Vitamin B12 is now considered by nutritionists as the generic name for a group of compounds having vitamin B12 activity. These compounds have very complex structures (Illus. 1). The empirical formula of vitamin B12 is C63H88O14N14PCo, and among its unusual features is the content of 4.5% cobalt. The name cobalamin is used for compounds whose cobalt atom is in the center of the corrin nucleus. Adenosylcobalamin and methylcobalamin are naturally occurring forms of vitamin B12 in feedstuffs and in animal tissues. Cyanocobalamin is not a naturally occurring form of the vitamin but is the most widely used form of cobalamin in clinical practice because of its relative availability and stability. Most of the metabolic studies utilize cyanocobalamin.

 

Illustration 1

Vitamin B12 is a dark-red crystalline hygroscopic substance, freely soluble in water and alcohol but insoluble in acetone, chloroform and ether. Cyanocobalamin, which has a molecular weight of 1,355, is the most complex structure and heaviest compound of all vitamins. Oxidizing and reducing agents and exposure to sunlight tend to destroy its activity. Losses of vitamin B12 during cooking are usually not excessive because it is stable at temperatures lower than 250°C.

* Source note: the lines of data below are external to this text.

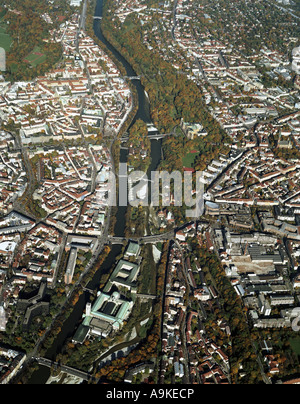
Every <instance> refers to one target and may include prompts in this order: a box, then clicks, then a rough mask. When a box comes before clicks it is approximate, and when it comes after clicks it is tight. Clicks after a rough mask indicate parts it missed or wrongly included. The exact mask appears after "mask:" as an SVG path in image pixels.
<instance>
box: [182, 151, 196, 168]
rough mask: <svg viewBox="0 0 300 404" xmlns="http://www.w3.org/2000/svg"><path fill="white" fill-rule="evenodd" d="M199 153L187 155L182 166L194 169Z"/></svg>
mask: <svg viewBox="0 0 300 404" xmlns="http://www.w3.org/2000/svg"><path fill="white" fill-rule="evenodd" d="M198 155H199V153H198V152H197V153H187V154H186V155H185V156H184V157H183V159H182V164H183V166H184V167H186V168H193V167H194V164H195V160H196V158H197V157H198Z"/></svg>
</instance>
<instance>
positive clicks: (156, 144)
mask: <svg viewBox="0 0 300 404" xmlns="http://www.w3.org/2000/svg"><path fill="white" fill-rule="evenodd" d="M102 7H103V1H102V0H98V2H97V7H96V12H95V15H96V16H100V15H102V14H101V13H102ZM91 17H92V16H91ZM93 27H94V32H95V35H96V36H97V38H98V40H99V41H100V42H101V41H103V44H104V46H105V47H107V48H109V51H110V53H111V54H113V56H114V59H118V64H117V66H119V65H120V64H122V65H123V67H124V69H125V71H126V75H127V76H133V75H135V72H134V70H133V69H132V67H131V66H130V65H129V64H128V62H127V61H126V60H125V59H124V58H123V57H122V56H121V55H120V54H119V52H117V51H116V50H115V49H114V48H113V47H112V45H110V44H109V43H108V42H107V41H106V39H105V38H104V37H103V35H102V32H101V27H100V24H99V21H96V20H95V21H94V24H93ZM123 71H124V70H123ZM132 86H133V87H134V88H135V91H134V94H136V97H137V98H136V107H135V108H134V110H133V111H132V112H131V113H130V117H129V119H128V121H127V122H126V124H125V126H124V127H123V129H122V131H121V133H124V132H123V131H124V130H125V131H126V130H127V129H128V127H130V125H132V124H133V123H134V122H135V121H136V119H137V118H139V119H142V120H143V121H144V122H147V123H150V122H149V119H150V113H149V101H148V99H147V97H146V94H145V91H144V88H143V87H142V85H141V83H140V82H139V81H134V82H132ZM119 136H120V134H119ZM152 144H154V145H155V146H156V147H154V148H152V147H151V154H152V152H153V149H154V152H155V158H154V159H153V161H154V164H155V168H156V167H157V164H158V161H157V156H161V151H160V150H158V149H160V145H161V143H160V142H159V141H152ZM113 145H115V148H116V150H115V152H116V153H118V150H117V149H118V147H119V144H118V138H116V139H115V140H114V142H113V144H112V146H111V150H113ZM157 148H158V149H157ZM127 157H128V156H127V153H124V151H123V150H122V152H121V153H120V160H121V161H122V162H126V161H127ZM117 163H118V161H116V164H117ZM126 209H127V207H118V209H117V212H116V214H115V217H116V221H115V226H114V233H115V234H116V235H117V236H123V235H124V230H125V226H126V220H125V212H126ZM121 251H122V246H115V245H114V246H112V248H111V251H110V252H109V254H108V255H107V257H106V259H105V261H104V262H103V264H102V265H101V267H100V268H99V269H98V270H97V271H96V273H95V274H94V276H93V278H92V280H91V281H90V282H89V284H88V285H87V288H88V289H92V290H94V289H97V290H98V289H99V285H100V280H101V277H102V276H103V274H105V273H109V272H110V270H111V268H112V267H113V266H114V265H115V262H116V259H117V257H118V256H119V255H120V253H121ZM90 297H91V296H90V294H89V293H88V292H84V293H82V294H81V295H80V296H78V301H77V303H76V304H75V305H74V307H73V310H72V312H71V314H70V315H69V317H68V318H67V320H65V321H64V323H62V324H61V326H60V332H59V333H58V334H57V336H56V337H55V339H54V340H53V341H51V345H50V346H49V348H48V350H47V351H46V352H45V357H46V358H48V359H51V360H54V359H56V358H57V356H58V355H60V353H61V352H62V351H63V349H64V346H65V344H66V342H67V341H68V340H69V339H70V338H71V337H72V336H73V335H74V333H75V331H76V329H77V327H78V325H79V324H80V320H81V318H82V314H83V312H84V309H85V306H86V303H87V302H88V301H90ZM138 341H140V337H139V338H137V340H136V342H138ZM49 377H50V369H48V368H45V367H43V366H39V368H38V370H37V371H35V372H34V373H33V374H32V376H31V378H30V380H29V381H28V384H45V383H47V381H48V379H49Z"/></svg>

Passage of vitamin B12 through the intestinal wall is a complex procedure that requires intervention of certain carrier compounds able to bind the vitamin molecule (McDowell, 2000). To summarize the vitamin B12 absorption for most species studied, the following is required: (1) adequate quantities of dietary vitamin B12, (2) normal stomach for breakdown of food proteins for release of vitamin B12, (3) normal stomach for production of intrinsic factor for absorption of vitamin B12 through the ileum, (4) normal pancreas (trypsin) required for release of bound vitamin B12 prior to combining the vitamin with the intrinsic factor and (5) normal ileum with receptor and absorption sites. Additional factors that diminish vitamin B12 absorption include deficiencies of protein, iron, vitamin B12, thyroid removal and dietary tannic acid (Hoffmann-La Roche, 1984).

Intrinsic factor concentrates prepared from one animal's stomach do not in all cases increase B12 absorption in other species of animal or in man. There are structural differences in the vitamin B12 intrinsic factor among species. Species differences exist likewise for vitamin B12 transport proteins (Polak et al., 1979). Intrinsic factor has been demonstrated in man, monkey, pig, rat, cow, ferret, rabbit, hamster, fox, lion, tiger and leopard. It has not, at present, been detected in dog, guinea pig, horse, sheep, chicken and a number of minor species.

Storage of vitamin B12 is found principally in liver; other sources are kidney, heart, spleen and brain. The main excretion routes for absorbed vitamin B12 are urinary, biliary and fecal. Urinary excretion of the intact vitamin B12 by kidney glomerular filtration is minimal. Biliary excretion via feces is the major excretory route. The majority of cobalamin excreted in bile is reabsorbed; at least 65% to 75% is reabsorbed in the ileum by means of the intrinsic factor mechanism.